It's kind of hard not to feel a pang of sympathy for Iowa's senior U.S. senator, Chuck Grassley, who currently chairs the Senate Judiciary Committee. We're all getting older, and are afraid sometimes.
Grassley, now 82, never has been eloquent, innovative or especially memorable. But he's been dutiful --- making the rounds of all 99 counties year after year since 1981, when he took office. Unlike many other senators of both parties, he's rarely missed a roll call vote. Occasionally, he's perked up --- usually when he sensed that taxpayer funds were being misspent.
The role of fiscal watchdog has suited him. And his mediocrity has seemed suited somehow to a state that relishes mediocrity.

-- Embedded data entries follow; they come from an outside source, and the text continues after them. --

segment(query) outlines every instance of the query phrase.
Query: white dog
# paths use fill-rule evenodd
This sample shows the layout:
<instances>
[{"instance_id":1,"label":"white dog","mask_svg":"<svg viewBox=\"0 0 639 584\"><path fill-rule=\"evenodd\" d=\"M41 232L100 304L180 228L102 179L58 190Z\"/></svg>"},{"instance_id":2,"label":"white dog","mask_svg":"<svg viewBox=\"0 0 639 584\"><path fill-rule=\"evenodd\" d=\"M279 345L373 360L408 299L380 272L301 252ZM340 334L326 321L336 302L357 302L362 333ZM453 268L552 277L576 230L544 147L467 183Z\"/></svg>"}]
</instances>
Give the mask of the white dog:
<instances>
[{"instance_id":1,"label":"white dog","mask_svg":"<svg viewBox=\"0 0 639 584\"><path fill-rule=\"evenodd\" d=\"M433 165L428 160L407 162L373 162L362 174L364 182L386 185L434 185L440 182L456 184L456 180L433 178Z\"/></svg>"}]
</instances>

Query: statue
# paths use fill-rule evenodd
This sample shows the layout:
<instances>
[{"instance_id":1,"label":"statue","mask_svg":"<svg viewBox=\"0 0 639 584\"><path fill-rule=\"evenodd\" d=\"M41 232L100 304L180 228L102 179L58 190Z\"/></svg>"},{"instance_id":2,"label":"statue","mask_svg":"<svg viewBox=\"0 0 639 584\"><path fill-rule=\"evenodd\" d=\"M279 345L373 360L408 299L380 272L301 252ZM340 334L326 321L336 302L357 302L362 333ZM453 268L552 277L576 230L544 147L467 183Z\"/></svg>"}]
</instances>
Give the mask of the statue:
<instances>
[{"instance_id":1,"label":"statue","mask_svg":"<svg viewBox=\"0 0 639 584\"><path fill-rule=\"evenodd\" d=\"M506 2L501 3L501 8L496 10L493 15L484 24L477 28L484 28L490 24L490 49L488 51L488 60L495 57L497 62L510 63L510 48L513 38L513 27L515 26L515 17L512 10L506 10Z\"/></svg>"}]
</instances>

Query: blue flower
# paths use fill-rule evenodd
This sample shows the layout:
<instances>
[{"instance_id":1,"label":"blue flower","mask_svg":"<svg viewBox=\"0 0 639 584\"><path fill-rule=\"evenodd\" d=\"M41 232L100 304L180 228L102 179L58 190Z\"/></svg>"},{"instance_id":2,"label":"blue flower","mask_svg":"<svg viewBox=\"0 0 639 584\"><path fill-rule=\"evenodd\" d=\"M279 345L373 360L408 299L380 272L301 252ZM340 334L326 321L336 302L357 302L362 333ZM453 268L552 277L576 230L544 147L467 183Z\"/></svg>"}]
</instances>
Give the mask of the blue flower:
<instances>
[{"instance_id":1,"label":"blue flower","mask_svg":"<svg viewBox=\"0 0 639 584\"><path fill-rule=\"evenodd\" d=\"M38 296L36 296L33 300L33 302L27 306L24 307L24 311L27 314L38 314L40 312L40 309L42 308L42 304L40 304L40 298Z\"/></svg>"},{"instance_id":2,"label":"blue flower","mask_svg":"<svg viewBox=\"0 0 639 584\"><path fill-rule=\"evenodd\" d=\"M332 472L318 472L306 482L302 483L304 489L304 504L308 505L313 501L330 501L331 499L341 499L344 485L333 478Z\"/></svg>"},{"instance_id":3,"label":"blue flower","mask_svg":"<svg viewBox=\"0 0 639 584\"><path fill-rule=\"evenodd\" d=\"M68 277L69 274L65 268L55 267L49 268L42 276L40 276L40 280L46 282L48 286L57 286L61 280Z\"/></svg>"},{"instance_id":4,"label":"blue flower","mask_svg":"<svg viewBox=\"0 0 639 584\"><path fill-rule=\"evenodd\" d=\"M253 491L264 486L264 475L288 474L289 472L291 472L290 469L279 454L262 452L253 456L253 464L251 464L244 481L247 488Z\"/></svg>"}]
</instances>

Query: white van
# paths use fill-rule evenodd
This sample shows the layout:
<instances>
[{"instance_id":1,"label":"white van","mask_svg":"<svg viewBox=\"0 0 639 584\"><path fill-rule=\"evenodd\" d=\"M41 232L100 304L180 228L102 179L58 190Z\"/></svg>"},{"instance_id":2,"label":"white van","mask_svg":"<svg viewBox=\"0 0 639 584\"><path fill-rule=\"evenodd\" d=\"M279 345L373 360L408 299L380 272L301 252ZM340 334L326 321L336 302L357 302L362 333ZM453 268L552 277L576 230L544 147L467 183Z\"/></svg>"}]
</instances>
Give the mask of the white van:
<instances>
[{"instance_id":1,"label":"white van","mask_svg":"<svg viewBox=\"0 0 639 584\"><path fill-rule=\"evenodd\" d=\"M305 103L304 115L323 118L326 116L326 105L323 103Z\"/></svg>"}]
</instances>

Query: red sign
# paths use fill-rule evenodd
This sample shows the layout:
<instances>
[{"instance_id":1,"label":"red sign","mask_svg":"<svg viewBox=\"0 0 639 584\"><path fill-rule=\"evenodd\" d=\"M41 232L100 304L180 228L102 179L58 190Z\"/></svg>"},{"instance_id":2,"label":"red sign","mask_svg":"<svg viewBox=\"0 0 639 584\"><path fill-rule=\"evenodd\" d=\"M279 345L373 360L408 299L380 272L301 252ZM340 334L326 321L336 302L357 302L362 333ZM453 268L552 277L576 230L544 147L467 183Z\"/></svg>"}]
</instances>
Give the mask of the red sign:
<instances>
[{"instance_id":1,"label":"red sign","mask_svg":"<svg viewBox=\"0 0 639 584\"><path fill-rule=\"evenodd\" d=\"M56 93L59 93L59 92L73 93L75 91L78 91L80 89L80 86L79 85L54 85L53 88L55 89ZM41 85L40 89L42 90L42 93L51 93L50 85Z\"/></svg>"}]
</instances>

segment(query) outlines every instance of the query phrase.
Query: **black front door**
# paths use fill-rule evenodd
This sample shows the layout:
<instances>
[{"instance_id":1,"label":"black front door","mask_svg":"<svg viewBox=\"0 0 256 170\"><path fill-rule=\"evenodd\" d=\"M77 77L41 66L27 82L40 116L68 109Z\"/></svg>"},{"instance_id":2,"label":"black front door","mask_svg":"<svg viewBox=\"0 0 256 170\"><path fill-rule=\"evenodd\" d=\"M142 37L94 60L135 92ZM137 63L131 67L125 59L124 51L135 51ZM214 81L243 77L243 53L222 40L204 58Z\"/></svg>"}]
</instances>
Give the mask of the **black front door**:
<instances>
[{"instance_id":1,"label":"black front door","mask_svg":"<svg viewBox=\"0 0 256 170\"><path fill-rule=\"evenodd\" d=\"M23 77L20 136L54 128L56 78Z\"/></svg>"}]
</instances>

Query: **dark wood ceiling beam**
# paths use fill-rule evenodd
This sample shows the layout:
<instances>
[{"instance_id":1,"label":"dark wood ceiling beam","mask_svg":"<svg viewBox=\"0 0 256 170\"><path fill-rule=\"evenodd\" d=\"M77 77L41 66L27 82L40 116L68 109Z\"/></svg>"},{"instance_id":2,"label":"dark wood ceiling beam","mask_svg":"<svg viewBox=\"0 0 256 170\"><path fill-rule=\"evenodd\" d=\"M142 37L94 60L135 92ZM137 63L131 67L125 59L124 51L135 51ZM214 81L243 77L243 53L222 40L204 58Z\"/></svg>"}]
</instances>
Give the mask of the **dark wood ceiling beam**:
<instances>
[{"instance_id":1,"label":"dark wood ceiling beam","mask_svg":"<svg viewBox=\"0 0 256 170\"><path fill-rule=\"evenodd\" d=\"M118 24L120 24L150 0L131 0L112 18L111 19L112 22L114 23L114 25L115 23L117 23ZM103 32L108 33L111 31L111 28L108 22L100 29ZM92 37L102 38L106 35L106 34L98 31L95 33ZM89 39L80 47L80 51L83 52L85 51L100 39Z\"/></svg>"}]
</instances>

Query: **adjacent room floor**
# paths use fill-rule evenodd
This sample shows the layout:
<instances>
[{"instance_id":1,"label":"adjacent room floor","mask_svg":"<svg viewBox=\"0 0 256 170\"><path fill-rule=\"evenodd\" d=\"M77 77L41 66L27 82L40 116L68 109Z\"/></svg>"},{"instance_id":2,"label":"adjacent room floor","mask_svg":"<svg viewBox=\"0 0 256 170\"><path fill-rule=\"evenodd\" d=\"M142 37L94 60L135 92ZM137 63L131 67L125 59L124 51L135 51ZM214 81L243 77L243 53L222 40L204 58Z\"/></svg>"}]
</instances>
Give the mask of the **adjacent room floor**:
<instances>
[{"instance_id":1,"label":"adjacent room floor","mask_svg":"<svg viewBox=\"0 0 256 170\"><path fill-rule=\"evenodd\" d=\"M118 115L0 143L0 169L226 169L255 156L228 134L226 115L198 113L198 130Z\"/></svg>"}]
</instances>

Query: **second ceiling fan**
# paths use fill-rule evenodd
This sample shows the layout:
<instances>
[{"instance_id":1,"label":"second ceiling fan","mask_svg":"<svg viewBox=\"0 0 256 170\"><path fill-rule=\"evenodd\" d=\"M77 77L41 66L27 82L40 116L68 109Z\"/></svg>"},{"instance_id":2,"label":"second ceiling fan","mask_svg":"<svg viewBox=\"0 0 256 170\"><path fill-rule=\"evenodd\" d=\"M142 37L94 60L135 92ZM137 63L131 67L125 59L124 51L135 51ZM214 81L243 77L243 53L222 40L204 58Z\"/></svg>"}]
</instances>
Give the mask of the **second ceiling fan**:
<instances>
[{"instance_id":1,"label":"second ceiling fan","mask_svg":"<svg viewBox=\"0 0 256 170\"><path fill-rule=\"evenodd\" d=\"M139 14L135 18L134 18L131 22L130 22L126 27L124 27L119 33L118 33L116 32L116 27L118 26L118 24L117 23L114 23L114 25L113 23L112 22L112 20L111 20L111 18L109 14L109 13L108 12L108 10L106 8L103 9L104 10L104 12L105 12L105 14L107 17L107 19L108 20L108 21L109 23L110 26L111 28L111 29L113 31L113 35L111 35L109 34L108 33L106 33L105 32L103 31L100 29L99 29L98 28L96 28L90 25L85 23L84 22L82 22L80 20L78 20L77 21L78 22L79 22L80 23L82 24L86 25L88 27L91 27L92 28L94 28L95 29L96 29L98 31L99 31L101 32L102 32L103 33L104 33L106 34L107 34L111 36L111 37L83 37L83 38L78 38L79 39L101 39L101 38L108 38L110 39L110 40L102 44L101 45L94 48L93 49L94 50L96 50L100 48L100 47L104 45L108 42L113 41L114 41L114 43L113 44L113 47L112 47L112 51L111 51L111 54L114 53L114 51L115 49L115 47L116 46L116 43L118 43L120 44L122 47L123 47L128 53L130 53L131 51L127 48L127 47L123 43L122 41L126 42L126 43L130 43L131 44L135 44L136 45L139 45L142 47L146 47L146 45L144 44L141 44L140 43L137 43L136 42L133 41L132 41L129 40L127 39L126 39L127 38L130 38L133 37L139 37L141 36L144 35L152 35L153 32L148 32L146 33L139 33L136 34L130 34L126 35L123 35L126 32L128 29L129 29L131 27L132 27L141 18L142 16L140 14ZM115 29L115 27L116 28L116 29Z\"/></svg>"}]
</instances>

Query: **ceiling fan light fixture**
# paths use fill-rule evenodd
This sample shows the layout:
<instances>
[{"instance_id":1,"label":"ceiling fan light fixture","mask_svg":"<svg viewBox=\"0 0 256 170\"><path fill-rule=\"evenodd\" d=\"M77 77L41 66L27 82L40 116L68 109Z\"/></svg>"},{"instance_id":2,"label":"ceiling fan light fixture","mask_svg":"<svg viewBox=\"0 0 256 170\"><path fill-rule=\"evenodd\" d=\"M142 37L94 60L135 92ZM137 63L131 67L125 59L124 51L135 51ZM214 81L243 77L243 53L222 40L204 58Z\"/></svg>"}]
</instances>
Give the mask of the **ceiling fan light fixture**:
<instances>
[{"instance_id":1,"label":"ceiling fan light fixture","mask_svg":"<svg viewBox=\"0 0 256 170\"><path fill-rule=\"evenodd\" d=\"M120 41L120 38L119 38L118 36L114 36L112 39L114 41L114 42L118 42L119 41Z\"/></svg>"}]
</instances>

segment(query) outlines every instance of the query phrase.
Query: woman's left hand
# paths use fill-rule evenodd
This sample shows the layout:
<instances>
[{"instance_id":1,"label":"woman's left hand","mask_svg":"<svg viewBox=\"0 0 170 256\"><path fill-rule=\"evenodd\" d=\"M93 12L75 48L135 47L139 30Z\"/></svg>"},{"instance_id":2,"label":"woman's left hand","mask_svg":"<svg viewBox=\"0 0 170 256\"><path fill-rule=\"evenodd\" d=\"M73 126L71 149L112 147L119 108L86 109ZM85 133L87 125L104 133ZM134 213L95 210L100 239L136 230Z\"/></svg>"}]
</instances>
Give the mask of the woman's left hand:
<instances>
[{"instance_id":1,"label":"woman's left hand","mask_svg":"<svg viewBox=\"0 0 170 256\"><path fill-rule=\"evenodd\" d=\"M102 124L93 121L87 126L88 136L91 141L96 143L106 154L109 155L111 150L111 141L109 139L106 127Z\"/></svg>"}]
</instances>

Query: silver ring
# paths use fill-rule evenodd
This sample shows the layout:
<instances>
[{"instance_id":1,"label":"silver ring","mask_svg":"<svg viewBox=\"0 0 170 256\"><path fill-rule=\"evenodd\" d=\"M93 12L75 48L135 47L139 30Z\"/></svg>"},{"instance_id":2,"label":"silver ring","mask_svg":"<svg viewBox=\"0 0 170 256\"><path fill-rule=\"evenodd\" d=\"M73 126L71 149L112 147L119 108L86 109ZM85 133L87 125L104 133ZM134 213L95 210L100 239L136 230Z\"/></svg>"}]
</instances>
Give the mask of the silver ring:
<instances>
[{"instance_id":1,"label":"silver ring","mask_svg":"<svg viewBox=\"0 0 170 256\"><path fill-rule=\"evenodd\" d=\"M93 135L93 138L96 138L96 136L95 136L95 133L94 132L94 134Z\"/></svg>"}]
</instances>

Now, as chair of the Senate Judiciary Committee, he's apparently decided to settle the issue of how he'll be best remembered --- by blocking a hearing on any nomination President Obama might make to fill the Supreme Court vacancy created by the death of Antonin Scalia.
The rule of constitutional law, and precedent, requires that sitting presidents nominate justices when a vacancy occurs, then the Senate considers that nomination and votes it up or down. The fact that a president is or isn't in the final year of his term is of no consequence. And since the Senate has the ultimate say, it remains in the driver's seat.
Grassley probably is feeling a little sheepish about placing partisan loyalty to further an obstructionist agenda before his constitutional responsibility --- even though he says otherwise, telling reporters he doesn't care how history views him. I doubt that.
But this is what he's been told to do and that's how he'll be remembered. Eighty-two years needn't weigh that heavily --- I know some who are remarkably "young" at that age. But not Grassley, poor old, sad old man.
2 comments:
he is showing his true color he has vetoed more va bills than he would like you to no including the last lone over due pay rise for our armed forces !
73classy@gmail.com
I wrote to Grassley telling that I was ashamed to have been born and raised in Iowa because of his stance on this Supreme Court nomination. I have heard nothing - but as someone who no longer lives in Iowa, I don't expect to hear from his office.